For the first time the #CoSocialCa Mastodon server has started to struggle just a little bit to keep up with the flow of the Fediverse.

Mick 🇨🇦

We’ve usually been “push” heavy but we’ve started to see some spikes in “pull” queue latency. The worst of these spikes was today, where we fell behind by at least a couple minutes for most of the afternoon.

1/?

#MastoAdmin #CoSocialTechOps

Emelia 👸🏻

@mick i wonder if it'd make sense to produce log messages for each instance, actor, activity type, directionality and other properties over time & make that graphable?

What percentage of activities processed or sent in the last day were Delete's, what type of activities does Server Y send me?

(Maybe this also ties into @polotek's question earlier today)

Mick 🇨🇦

This is great! It’s exciting to see our community growing.

I’m going to make a simple change to see if we can better keep up.

The system that we’re running on has plenty of headroom for more sidekiq threads.

2/?

Mick 🇨🇦

@thisismissem @polotek That would be helpful. I’d love to be better able to interpret weird traffic spikes like this.

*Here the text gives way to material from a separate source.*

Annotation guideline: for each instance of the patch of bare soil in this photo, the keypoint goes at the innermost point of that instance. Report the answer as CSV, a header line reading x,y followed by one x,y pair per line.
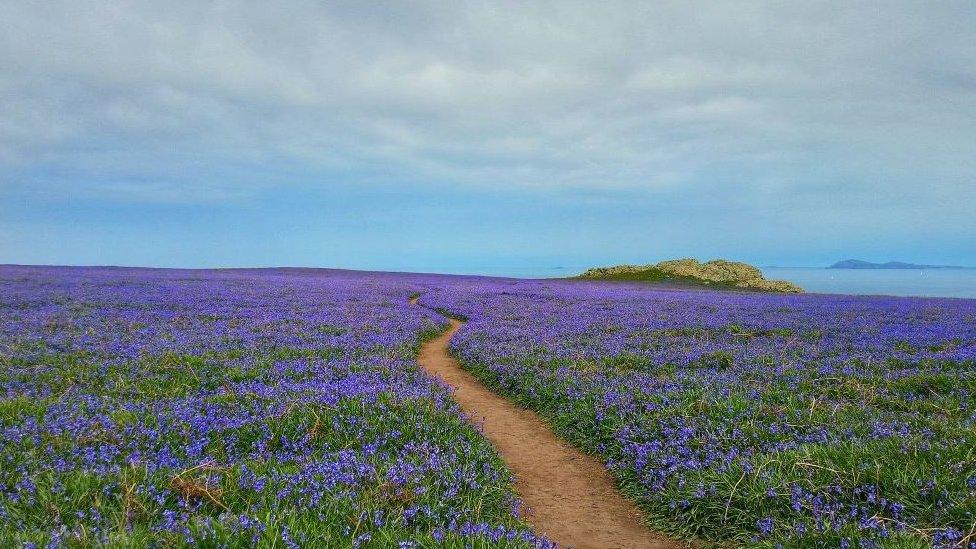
x,y
569,495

Without being creepy about it.

Mick 🇨🇦

For anyone interested in understanding the guts of Mastodon, I have found this article from Digital Ocean very helpful: https://www.digitalocean.com/community/tutorials/how-to-scale-your-mastodon-server#perfecting-sidekiq-queues

Eventually we’ll grow so big that we’ll need oodles of sidekiq queues and we’ll want to be able to customize how many types of them we want, and will run them as jobs across multiple servers and so-on.

But for now I’m just going to make the number of threads slightly bigger and see what happens.

3/?

Bruce Elrick

@mick Push and pull depend on the point of view. Would you please clarify as it isn't immediately obvious to me (it occurs to me that I do not have a good mental model of AP)?

Mick 🇨🇦

We’ll do this staging first, because I am a responsible sysadmin (and I am only ever half sure I know what I’m doing.)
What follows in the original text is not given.